En ce 28 mai, Journée mondiale de l’hygiène menstruelle, l’occasion est idéale pour briser les tabous et redonner aux règles la place qu’elles méritent dans les conversations sociales, éducatives et même religieuses. À l’occasion d’un micro-trottoir mené dans les rues de Lomé dans le cadre du projet Miapé Dignité Menstruelle, nous avons tendu notre micro à des femmes et hommes pour recueillir leurs perceptions sur les menstruations.
« Quand on parle des menstruations, on se rend vite compte que pour beaucoup de filles, c’est un sujet entouré de honte, de silence, de tabous… Parfois même perçu comme une punition », affirme Rollande, entrepreneure. Mais pour elle, il n’en est rien : « Je ne vois pas du tout les menstruations comme une punition. Au contraire, c’est un phénomène naturel, une fonction biologique normale du corps féminin. Je l’assume pleinement, et je pense qu’on devrait toutes pouvoir en parler sans gêne. »
Cependant, la question des menstrues dépasse parfois le cadre biologique pour toucher à des croyances spirituelles profondes. C’est ce que partage Victoire, commerçante : « Sur le plan spirituel, j’ai un copain très engagé. Dès qu’il apprend que j’ai mes règles, il préfère suspendre nos échanges et me demande de l’approcher qu’à la fin. » Une pratique qu’elle respecte sans juger, même si, pour elle, « les menstruations ne sont pas une punition, mais un processus naturel qui valorise la femme et témoigne de sa capacité à donner la vie. » Cette spiritualité menstruelle est également évoquée par le Pasteur Anawi : « La menstruation est un tribut, un prix que la femme paie chaque mois pour l’ouverture de son utérus afin de procréer. C’est un sacrifice involontaire, une obligation pour être maman. » Il insiste : « La spiritualité de la menstruation est très profonde, et l’homme ne peut pas tout comprendre. » Une autre croyance s’exprime dans la culture musulmane, à travers les propos de Samsundin, conducteur de taxi-moto : « Quand une fille fait ses règles, elle ne doit pas approcher les endroits où on fait des cérémonies. Les menstrues ont leur puissance et les génies aussi.
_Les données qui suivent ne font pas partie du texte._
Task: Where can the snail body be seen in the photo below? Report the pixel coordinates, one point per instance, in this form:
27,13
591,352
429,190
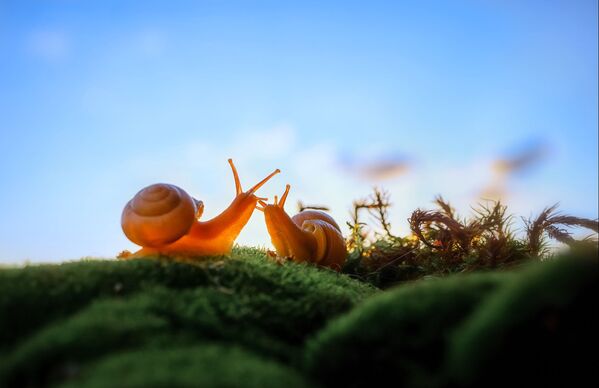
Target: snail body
309,236
163,219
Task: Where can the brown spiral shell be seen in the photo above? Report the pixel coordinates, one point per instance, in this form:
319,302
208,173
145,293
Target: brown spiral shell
331,250
158,215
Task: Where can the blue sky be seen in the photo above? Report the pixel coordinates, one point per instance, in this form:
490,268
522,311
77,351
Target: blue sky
99,99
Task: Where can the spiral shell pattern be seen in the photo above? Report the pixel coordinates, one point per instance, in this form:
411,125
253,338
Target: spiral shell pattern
330,245
158,215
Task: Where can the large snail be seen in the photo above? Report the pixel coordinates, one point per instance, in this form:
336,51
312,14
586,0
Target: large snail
163,219
309,236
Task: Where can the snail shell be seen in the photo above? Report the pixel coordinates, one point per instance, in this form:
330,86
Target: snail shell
159,214
330,244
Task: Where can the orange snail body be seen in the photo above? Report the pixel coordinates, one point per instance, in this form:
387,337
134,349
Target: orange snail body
310,235
163,219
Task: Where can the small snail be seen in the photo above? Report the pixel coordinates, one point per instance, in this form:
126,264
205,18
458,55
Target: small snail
310,235
163,219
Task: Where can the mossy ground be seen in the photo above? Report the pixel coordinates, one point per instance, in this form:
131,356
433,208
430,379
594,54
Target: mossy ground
247,321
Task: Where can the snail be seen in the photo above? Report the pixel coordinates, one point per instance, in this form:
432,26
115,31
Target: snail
164,219
309,236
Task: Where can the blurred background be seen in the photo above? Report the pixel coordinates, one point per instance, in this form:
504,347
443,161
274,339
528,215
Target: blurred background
467,99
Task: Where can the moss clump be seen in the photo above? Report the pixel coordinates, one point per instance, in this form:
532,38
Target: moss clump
206,365
540,330
399,336
93,309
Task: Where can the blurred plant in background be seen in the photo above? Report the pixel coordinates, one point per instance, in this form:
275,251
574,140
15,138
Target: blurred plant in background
442,242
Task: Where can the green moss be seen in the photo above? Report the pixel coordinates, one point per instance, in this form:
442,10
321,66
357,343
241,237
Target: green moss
540,330
199,366
399,336
94,308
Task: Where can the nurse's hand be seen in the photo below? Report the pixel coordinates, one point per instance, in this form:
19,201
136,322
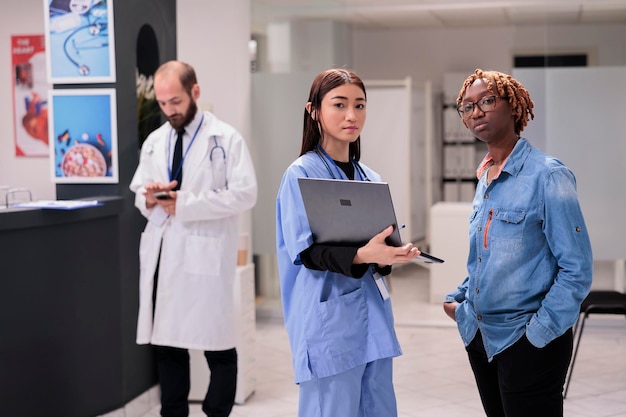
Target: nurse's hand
376,251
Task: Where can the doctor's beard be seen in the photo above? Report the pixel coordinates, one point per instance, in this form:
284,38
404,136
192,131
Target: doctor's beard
178,121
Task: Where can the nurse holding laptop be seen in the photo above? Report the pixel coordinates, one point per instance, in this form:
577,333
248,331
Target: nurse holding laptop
336,305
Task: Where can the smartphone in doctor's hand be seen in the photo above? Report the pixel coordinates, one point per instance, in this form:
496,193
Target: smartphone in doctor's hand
162,195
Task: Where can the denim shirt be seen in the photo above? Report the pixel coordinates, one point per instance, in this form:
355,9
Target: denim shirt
530,263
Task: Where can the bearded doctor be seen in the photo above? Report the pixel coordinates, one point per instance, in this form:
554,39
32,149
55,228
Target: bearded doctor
195,176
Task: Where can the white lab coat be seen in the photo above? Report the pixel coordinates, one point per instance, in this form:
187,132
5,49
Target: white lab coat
198,245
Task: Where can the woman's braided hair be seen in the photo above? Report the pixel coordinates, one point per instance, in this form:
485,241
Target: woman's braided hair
505,87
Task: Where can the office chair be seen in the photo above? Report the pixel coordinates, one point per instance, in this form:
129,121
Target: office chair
596,302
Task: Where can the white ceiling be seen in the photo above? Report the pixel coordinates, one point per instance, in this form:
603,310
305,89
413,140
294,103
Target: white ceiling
390,14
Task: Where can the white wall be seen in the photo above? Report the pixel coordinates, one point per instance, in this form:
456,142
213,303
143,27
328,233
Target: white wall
426,54
34,172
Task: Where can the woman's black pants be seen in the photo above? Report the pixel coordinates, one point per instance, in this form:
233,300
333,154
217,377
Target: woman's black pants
523,380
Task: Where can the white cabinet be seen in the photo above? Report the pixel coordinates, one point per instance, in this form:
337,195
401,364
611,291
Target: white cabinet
449,228
246,325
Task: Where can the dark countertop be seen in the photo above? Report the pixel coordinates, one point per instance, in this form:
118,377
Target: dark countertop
21,218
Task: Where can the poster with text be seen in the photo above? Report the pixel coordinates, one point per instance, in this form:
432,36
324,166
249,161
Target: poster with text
30,95
79,41
83,136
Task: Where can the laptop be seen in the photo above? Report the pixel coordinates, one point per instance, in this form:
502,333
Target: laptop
351,212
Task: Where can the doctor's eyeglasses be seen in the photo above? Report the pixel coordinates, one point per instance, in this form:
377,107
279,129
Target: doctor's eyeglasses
485,104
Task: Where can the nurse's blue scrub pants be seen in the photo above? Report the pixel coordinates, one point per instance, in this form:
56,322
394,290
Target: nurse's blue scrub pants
365,391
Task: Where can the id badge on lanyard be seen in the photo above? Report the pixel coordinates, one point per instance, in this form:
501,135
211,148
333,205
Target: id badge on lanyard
382,287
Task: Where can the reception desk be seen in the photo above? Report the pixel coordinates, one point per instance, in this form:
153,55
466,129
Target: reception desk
67,341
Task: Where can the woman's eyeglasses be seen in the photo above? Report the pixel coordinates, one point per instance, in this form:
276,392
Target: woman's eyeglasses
485,104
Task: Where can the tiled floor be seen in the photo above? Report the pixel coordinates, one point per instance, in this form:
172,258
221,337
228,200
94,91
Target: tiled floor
432,377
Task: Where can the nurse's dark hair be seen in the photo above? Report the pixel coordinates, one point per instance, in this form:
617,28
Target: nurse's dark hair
322,84
505,86
186,73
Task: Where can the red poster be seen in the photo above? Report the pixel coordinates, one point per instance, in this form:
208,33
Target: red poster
30,95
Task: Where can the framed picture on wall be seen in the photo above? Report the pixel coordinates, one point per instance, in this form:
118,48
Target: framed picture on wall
30,95
83,135
80,45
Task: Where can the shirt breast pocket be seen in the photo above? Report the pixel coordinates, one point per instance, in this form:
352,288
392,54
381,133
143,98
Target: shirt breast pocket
507,229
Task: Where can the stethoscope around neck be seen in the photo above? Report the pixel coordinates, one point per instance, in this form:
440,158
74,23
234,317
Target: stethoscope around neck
217,158
325,158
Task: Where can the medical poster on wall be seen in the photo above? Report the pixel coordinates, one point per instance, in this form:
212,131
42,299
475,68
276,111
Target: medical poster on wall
30,95
79,41
83,136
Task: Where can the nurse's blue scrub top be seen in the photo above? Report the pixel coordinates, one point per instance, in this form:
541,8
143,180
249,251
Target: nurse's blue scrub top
334,322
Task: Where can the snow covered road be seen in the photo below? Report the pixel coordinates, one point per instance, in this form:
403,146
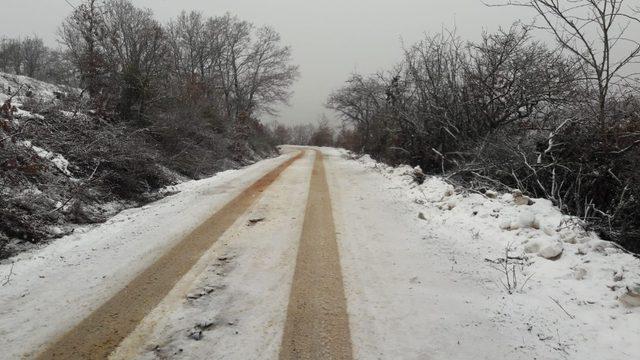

Les deux ne doivent pas se rencontrer. »
Par ailleurs, chaque femme vit ses règles à sa manière. Pour Victoire, elles durent entre trois et cinq jours. « J’utilise les serviettes hygiéniques disponibles sur le marché. Celles-ci ne dégagent pas d’odeur désagréable ; au contraire, j’apprécie parfois l’odeur. Mais si je ne change pas assez rapidement, cela peut devenir gênant. » Elle confie aussi que des gênes vaginales ou infections peuvent survenir après les règles, mais qu’elle les prévient avec des médicaments adaptés. Pour Hermine, revendeuse de cartes de recharges dans un kiosque, les règles sont tout à fait normales : « Je me sens femme. Certes, je n’ai pas vite commencé, mais en classe de 3e, on avait déjà le cours sur la reproduction, donc j’étais mentalement préparée. » Cette préparation n’est pas le cas pour tout le monde. Lidaou quant à lui évoque les difficultés des jeunes filles face à un sujet encore tabou : « Certaines paniquent, d’autres gardent cela secret. Elles ne comprennent pas ce qui leur arrive. Elles stressent. Et même après, beaucoup vivent cela comme une honte, une peur que cela se remarque publiquement. » il alerte également sur les risques mystiques selon certaines croyances : « On ne sait qui pourrait être en possession de ce sang, puisqu’il peut être utilisé à des fins mystiques. C’est du sang, et c’est la vie. »
Ce micro-trottoir révèle une réalité : les menstruations sont encore mal comprises, parfois mal vécues, souvent mal expliquées. Et pourtant, elles sont profondément liées à la vie, à la fertilité, au mystère du corps féminin. Si certaines cultures les considèrent comme impures, d’autres les célèbrent comme sacrées. Parler des règles, c’est briser un silence vieux comme le monde. C’est permettre à chaque fille de vivre ce processus en confiance, avec fierté. C’est aussi inviter les hommes à comprendre et à accompagner.